Your AlphaSense Enterprise Intelligence Private Cloud runs on top of cloud-managed services and native Kubernetes. Depending on your organization's Recovery Point Objective (RPO), you should adjust the backup interval accordingly.

What Needs to be Backed Up

MySQL Cluster

The MySQL cluster holds your organization's user info (username, email), orchestration events (document ID, alerts subscription ID, etc.), AlphaSense-owned company ticker ID, etc.

We recommend using cloud-managed MySQL database services (AWS Aurora, Azure Database, GCP Cloud SQL). Please follow your cloud provider's best practices to configure your backup strategies:

In case you decide to self-host a MySQL cluster, please follow MySQL backup and recovery.

DynamoDB and ScyllaDB

DynamoDB (AWS) and ScyllaDB (GCP, Azure) hold ingested documents metadata, fast storage for AI features (sentiment, themes, ...) and ack as distributed lock for document processing events.

DynamoDB is fully managed service in AWS, AlphaSense manages tables and their schema automatically with crossplane. For additional backup configuration, please follow Backup and restore for DynamoDB.

In GCP and Azure, AlphaSense uses ScyllaDB instead of DynamoDB. AlphaSense automates backing up ScyllaDB to GCP cloud storage and Azure blob storage.

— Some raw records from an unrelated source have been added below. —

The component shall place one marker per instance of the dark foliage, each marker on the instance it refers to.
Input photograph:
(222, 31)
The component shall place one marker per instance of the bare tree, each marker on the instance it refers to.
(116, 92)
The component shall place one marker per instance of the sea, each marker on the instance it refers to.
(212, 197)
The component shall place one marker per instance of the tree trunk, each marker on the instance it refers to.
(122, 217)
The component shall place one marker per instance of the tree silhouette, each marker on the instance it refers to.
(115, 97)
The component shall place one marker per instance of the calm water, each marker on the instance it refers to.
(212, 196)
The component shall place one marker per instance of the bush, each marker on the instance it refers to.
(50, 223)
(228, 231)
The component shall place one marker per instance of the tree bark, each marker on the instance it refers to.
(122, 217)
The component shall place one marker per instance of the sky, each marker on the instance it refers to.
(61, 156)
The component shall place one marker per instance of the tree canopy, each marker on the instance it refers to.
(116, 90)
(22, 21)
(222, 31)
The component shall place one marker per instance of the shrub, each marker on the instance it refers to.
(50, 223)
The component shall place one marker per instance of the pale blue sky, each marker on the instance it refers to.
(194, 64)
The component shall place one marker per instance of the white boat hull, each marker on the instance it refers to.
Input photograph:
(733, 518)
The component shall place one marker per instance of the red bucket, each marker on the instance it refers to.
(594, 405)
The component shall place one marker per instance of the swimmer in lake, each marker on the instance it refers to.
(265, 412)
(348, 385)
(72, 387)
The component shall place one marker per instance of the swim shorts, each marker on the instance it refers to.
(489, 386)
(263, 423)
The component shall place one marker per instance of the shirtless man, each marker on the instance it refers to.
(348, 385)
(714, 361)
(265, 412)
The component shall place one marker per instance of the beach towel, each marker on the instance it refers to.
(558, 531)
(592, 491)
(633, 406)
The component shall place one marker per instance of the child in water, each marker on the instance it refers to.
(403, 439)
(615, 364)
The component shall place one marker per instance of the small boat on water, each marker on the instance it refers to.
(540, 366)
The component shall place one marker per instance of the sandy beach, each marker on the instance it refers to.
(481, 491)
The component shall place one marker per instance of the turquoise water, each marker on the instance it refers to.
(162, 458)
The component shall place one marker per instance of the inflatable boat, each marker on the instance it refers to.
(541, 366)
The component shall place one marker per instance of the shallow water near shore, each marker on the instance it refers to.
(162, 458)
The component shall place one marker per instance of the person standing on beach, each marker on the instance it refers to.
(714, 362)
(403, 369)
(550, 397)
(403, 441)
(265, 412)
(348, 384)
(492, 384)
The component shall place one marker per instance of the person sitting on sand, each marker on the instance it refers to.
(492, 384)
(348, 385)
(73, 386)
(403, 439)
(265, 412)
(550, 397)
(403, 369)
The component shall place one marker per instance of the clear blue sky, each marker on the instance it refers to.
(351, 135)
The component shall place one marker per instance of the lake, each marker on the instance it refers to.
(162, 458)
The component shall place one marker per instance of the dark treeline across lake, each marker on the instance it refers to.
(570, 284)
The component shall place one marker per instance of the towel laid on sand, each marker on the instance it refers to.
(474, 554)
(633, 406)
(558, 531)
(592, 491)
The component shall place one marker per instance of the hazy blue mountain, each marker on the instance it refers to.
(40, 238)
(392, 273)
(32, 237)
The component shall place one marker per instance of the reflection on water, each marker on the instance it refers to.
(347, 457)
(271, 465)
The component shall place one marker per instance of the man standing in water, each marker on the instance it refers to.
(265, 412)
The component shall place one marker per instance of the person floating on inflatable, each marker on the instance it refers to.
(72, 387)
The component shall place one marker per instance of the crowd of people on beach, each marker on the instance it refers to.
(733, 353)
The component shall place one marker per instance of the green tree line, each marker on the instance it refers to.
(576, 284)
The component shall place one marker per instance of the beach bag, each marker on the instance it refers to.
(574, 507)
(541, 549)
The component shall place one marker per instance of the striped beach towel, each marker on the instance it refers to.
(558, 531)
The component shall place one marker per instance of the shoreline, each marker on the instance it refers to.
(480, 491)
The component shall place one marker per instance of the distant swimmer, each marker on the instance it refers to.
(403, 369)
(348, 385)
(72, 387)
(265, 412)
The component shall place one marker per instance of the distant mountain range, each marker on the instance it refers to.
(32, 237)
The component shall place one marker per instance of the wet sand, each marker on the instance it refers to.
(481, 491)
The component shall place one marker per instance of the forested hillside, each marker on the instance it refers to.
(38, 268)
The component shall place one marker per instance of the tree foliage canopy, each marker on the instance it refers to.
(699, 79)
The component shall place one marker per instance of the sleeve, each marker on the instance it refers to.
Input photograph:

Since ScyllaDB cluster is a self-hosted cluster, run as kubernetes statefulset pods with persistent volumes, backing up kubernetes persistent volumes below provides additional backup for ScyllaDB cluster.

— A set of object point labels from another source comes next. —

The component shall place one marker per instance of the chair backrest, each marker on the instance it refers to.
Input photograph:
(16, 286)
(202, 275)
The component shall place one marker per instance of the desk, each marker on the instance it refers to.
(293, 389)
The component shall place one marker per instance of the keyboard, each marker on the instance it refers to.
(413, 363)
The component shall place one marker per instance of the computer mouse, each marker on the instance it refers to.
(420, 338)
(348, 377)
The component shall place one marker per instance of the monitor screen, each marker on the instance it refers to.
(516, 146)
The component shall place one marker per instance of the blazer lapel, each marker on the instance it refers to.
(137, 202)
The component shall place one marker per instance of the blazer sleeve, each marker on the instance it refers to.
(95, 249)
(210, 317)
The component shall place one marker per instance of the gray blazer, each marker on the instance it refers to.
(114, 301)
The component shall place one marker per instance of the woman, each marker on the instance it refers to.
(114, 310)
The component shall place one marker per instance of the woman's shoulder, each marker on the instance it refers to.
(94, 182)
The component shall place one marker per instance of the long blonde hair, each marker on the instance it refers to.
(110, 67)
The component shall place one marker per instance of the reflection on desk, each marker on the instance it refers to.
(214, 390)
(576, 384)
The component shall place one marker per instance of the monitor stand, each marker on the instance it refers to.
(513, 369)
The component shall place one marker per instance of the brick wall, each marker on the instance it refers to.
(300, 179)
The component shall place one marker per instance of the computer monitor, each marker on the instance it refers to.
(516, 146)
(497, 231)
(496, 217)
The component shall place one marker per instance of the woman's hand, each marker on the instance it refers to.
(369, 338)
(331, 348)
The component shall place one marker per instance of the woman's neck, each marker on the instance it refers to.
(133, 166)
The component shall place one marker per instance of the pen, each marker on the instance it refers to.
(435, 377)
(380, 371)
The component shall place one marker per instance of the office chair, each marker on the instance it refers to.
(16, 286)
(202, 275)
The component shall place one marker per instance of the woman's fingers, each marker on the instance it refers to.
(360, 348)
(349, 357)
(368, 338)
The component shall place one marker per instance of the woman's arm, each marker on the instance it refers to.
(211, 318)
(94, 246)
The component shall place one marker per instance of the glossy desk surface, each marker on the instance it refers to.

Kubernetes Persistent Volumes

Kubernetes persistent volumes hold AlphaSense Solr cluster indexes, Elasticsearch data (ticker and keyword suggestions), MongoDB data (activity events), and Redis persistent logs. Solr, Elasticsearch, and MongoDB are critical database clusters, and they store data in native Kubernetes persistent volumes. You should back up the underlying cloud block storage volumes based on your organization's RPO policy.

There is also the open source tool Velero which supports AWS, GCP, and Azure for backing up and restoring persistent volumes.

Object Storage

Object storage buckets/containers hold original and processed contents (email alerts), documents you ingested, monitoring metrics and logs, buffer space for large payloads in messaging layer communication, etc. Cloud-managed object storage (AWS, GCP, Azure) provides very high data availability and durability by default. If your organization has compliance needs for auditing, you can use built-in tools provided by your cloud provider to move data to cold storage.

Messaging Layer

The messaging layer (topics, queues) holds in-flight messaging events for application communication.

AlphaSense has a built-in retry mechanism and dead letter queue configuration, so customers do not need to back up this data.

In case of outages, customers can re-ingest documents or use AlphaSense's built-in reprocessing-manager feature to re-process and re-index documents.